Le Conseil constitutionnel a rendu le seize décembre mille neuf cent quatre-vingt-dix-neuf une décision relative à une loi organique modifiant le code électoral. Cette loi prévoyait l’inéligibilité du Médiateur des enfants à l’Assemblée nationale et au Sénat suivant le régime applicable au Médiateur de la République. Le Parlement a définitivement adopté ce texte le neuf novembre mille neuf cent quatre-vingt-dix-neuf alors que le statut de l’autorité concernée restait en discussion. Le juge constitutionnel a été saisi pour examiner la conformité de cette disposition au regard des exigences de la procédure législative et des libertés fondamentales.
La question posée était de savoir si le législateur organique pouvait limiter le droit d’éligibilité sans connaître précisément les missions de la fonction créée. Le Conseil censure la loi car le législateur ne pouvait se prononcer en connaissance de cause sur une autorité dont les pouvoirs étaient encore incertains. L’analyse portera d’abord sur l’exigence de clarté de l’information du législateur avant d’étudier la protection effective du droit fondamental à l’éligibilité des citoyens.

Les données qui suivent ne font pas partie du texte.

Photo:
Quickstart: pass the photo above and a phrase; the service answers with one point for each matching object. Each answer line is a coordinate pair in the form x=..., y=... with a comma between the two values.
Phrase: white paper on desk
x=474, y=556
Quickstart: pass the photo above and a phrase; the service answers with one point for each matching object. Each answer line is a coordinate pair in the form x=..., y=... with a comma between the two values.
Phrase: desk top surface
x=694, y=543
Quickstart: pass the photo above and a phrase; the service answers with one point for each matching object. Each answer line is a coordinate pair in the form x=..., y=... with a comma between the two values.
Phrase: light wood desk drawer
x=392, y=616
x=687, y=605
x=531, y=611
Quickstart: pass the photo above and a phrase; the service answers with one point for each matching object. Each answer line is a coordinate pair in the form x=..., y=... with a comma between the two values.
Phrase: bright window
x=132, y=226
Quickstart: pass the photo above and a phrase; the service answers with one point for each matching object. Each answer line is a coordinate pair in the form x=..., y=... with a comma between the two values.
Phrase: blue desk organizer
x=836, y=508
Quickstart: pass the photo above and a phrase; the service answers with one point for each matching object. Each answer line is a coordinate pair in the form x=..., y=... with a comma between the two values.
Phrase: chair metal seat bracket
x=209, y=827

**I. L’exigence de clarté de l’information du législateur organique**
**A. Le constat d’une procédure législative prématurée**
Le juge relève que la proposition de loi définissant le statut et les missions du Médiateur était encore en cours d’examen devant le Parlement. Cette situation rendait le texte organique « encore susceptible d’être substantiellement modifié » au moment de son adoption définitive par les deux assemblées parlementaires. L’absence de cadre juridique définitif pour cette nouvelle autorité empêchait les parlementaires d’apprécier la pertinence de l’inéligibilité instaurée par la loi soumise au contrôle.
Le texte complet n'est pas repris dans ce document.